Request By:
Mr. Robert W. Keats
Legal Counsel
Louisville and Jefferson County
Metropolitan Sewer District
400 South Sixth Street
Louisville, Kentucky 40202
Opinion
Opinion By: Steven L. Beshear, Attorney General; By: Charles W. Runyan, Assistant Deputy Attorney General
On behalf of the Louisville and Jefferson County Metropolitan Sewer District (MSD), you request our opinion on the following question:
"Whether MSD may adopt and include in its purchasing contracts and bid specifications a provision that in the performance of the work the contractor or supplier shall furnish only goods manufactured in America ('Buy American' clause)."
This question was prompted as a result of an effort by MSD board members to devise a way to aid the American economy by restricting MSD purchases of goods to only American made products. You cite 41 U.S.C. § 10a, which requires the federal government to purchase American-produced goods and supplies.
A joint Metropolitan Sewer District is described in KRS 76.010 as a public body corporate and political subdivision. In Louisville & Jefferson County Met. Sew. Dist., Ky., 197 S.W.2d 413 (1946), a MSD is characterized as a "separate municipality", and its obligations are not those of the city or county.
Pursuant to KRS 76.080(5), a MSD is empowered to acquire and hold the personal property the board deems necessary for its purposes. Subsection (8) of that statute authorizes a MSD to make contracts and execute all instruments necessary or convenient. Thus the power of procurement is clearly spelled out in KRS 76.080.
Regardless of whether the MSD is operating under KRS 424.260 or KRS 45A.345 to 45A.460 (Model Procurement Code), we can find no statute restricting the MSD from adopting as a standing policy the purchasing only of American-made goods.

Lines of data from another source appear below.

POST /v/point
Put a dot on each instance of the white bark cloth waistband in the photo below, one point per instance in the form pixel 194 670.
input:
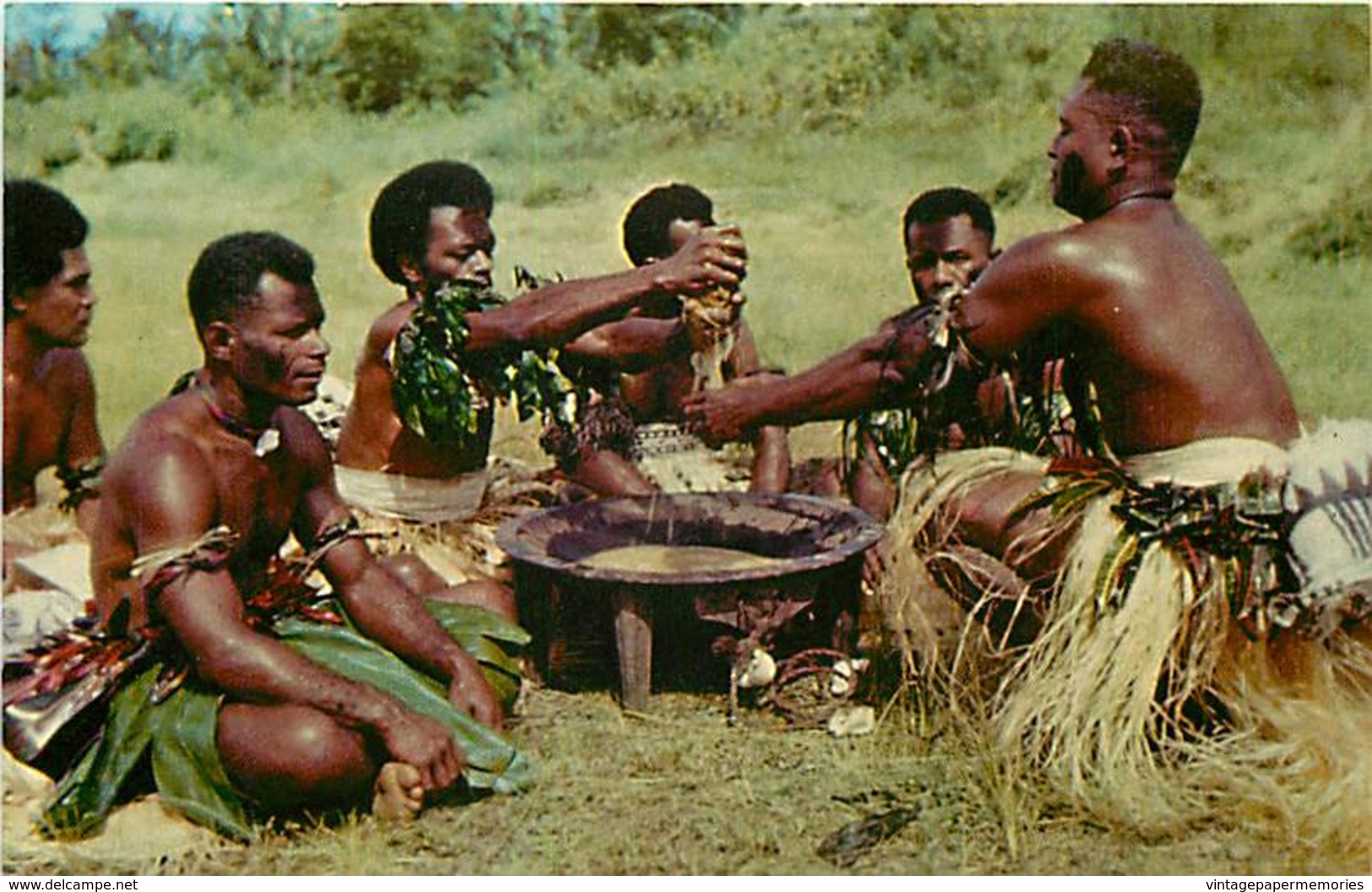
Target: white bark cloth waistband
pixel 1209 461
pixel 678 461
pixel 424 500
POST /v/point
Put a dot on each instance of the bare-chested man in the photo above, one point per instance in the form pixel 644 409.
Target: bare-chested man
pixel 50 413
pixel 948 237
pixel 658 226
pixel 234 454
pixel 431 226
pixel 1152 314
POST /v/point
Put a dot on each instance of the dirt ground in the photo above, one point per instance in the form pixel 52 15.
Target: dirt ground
pixel 676 791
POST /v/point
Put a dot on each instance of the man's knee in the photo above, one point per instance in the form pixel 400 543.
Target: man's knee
pixel 415 574
pixel 988 516
pixel 485 593
pixel 292 756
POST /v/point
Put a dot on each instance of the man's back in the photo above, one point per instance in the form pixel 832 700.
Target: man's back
pixel 179 460
pixel 1156 320
pixel 48 419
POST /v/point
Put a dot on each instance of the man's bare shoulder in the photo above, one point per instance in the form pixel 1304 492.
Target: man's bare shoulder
pixel 302 437
pixel 386 327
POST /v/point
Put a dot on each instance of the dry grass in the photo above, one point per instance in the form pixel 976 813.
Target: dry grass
pixel 678 792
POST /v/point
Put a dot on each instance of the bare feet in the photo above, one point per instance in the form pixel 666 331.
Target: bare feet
pixel 399 795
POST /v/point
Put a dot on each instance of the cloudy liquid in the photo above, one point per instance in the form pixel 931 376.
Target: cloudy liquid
pixel 675 559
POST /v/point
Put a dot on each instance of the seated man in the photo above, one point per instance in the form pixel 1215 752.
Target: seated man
pixel 250 693
pixel 50 415
pixel 1165 575
pixel 449 362
pixel 630 441
pixel 948 237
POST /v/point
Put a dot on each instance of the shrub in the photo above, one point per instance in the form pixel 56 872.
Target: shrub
pixel 1341 230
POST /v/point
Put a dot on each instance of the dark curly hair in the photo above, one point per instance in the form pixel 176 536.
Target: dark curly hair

If the MSD decides to adopt the "Buy American" clause as a standing procurement policy, we know of no law that would prohibit it. In such case the MSD, under its general powers of procurement, is not restricted in adopting such a policy. See 91 C.J.S., United States, § 71, p.p. 141-143.
While the competitive bidding principle is generally mandatory under KRS 424.260 and KRS Chapter 45A, we doubt that the courts would hold that "buying American" would tend to prevent competition (see Board of Education of Floyd County v. Hall, Ky., 353 S.W.2d 194 (1962); and Kentucky Ass'n of Highway Contractors v. Williams, 213 Ky. 167, 280 S.W. 937 (1926) 940), the point being that the United States is a sufficient area in which to exercise the principle of competition.
As was said in 72 C.J.S. Supp., Public Contracts, § 8, "The purpose of this requirement (competitive bidding) is to protect the taxpaying public against the wasting of public funds and to prevent abuses such as fraud, favoritism, improvidence and extravagance." Thus the public benefit accruing from competitive bidding can be adequately subserved even where a "buy American" clause is adopted in procurement. It is not our purpose nor function to consider the broader aspects of economic or world trade philosophy in this context. We are only concerned here with Kentucky's organic law.